Stream-to-Feature Pipelines

Four Components, Not One

A recommendation team had a clear goal: build a feature called "items the user clicked in the last 30 minutes." The raw material existed. Every user click produced a Kafka event. The data was there, flowing at 50,000 events per second.

But the path from Kafka event to a queryable, low-latency feature required four components that the team hadn't fully accounted for. First, a stateful stream processor to maintain user-level state across the event stream - you can't compute a 30-minute window from a stateless function because the window spans many individual events. Second, a sliding window aggregation over event time - not processing time, because events arrive out of order and you need the window boundaries to reflect when clicks actually happened. Third, a write to Redis so the model server can retrieve the feature within its 15ms latency budget. Fourth, a schema registration in the feature store registry so the training pipeline knows the feature exists and can include it in training datasets.

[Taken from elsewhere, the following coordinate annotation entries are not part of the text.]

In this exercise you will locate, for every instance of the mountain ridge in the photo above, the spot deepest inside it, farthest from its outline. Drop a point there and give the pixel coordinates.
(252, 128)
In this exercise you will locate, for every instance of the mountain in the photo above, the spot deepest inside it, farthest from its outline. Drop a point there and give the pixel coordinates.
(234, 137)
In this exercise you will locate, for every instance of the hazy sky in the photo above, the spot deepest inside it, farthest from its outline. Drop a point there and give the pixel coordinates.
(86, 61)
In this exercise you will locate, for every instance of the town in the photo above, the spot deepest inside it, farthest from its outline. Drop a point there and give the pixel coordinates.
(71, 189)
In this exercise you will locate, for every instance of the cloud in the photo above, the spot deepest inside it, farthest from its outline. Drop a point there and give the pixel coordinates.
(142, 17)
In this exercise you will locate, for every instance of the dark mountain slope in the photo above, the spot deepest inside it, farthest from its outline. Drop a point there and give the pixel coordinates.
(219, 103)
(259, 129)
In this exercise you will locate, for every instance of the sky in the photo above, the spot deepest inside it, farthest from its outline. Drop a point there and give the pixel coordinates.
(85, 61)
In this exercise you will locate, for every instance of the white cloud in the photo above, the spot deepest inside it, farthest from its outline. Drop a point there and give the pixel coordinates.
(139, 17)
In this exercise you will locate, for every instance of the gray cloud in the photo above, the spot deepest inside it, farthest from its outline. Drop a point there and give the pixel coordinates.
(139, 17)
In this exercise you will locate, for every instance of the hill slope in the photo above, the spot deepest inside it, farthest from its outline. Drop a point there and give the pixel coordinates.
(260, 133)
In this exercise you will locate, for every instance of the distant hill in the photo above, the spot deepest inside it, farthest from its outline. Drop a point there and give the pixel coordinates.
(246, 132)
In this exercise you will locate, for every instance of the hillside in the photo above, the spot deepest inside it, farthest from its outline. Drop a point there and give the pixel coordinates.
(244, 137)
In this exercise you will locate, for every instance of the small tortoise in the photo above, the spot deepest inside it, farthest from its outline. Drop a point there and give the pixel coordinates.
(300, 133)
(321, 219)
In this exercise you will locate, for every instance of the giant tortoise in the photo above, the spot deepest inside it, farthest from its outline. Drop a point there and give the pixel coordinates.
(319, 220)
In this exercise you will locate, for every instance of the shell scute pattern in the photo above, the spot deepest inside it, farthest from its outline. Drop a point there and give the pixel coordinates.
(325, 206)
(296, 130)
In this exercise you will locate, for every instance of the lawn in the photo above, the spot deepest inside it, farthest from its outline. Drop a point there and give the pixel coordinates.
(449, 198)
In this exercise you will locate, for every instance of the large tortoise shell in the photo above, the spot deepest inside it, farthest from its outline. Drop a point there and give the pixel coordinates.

Miss any one of these components and you have a broken pipeline: compute the wrong window (processing time instead of event time) and your 30-minute features drift when the pipeline falls behind. Skip the Redis write and the model server can't serve the feature. Skip the registry and the training pipeline generates its features independently and training-serving skew sets in.

This lesson builds all four components from scratch.


Why This Exists

Before stream processing matured, real-time features were built with a problematic pattern: a microservice subscribed to Kafka, maintained state in memory, and served features via REST. This worked until the service restarted and lost all state. Or until the service fell behind and state diverged from the event stream. Or until two services needed the same feature and each built it independently with subtly different logic.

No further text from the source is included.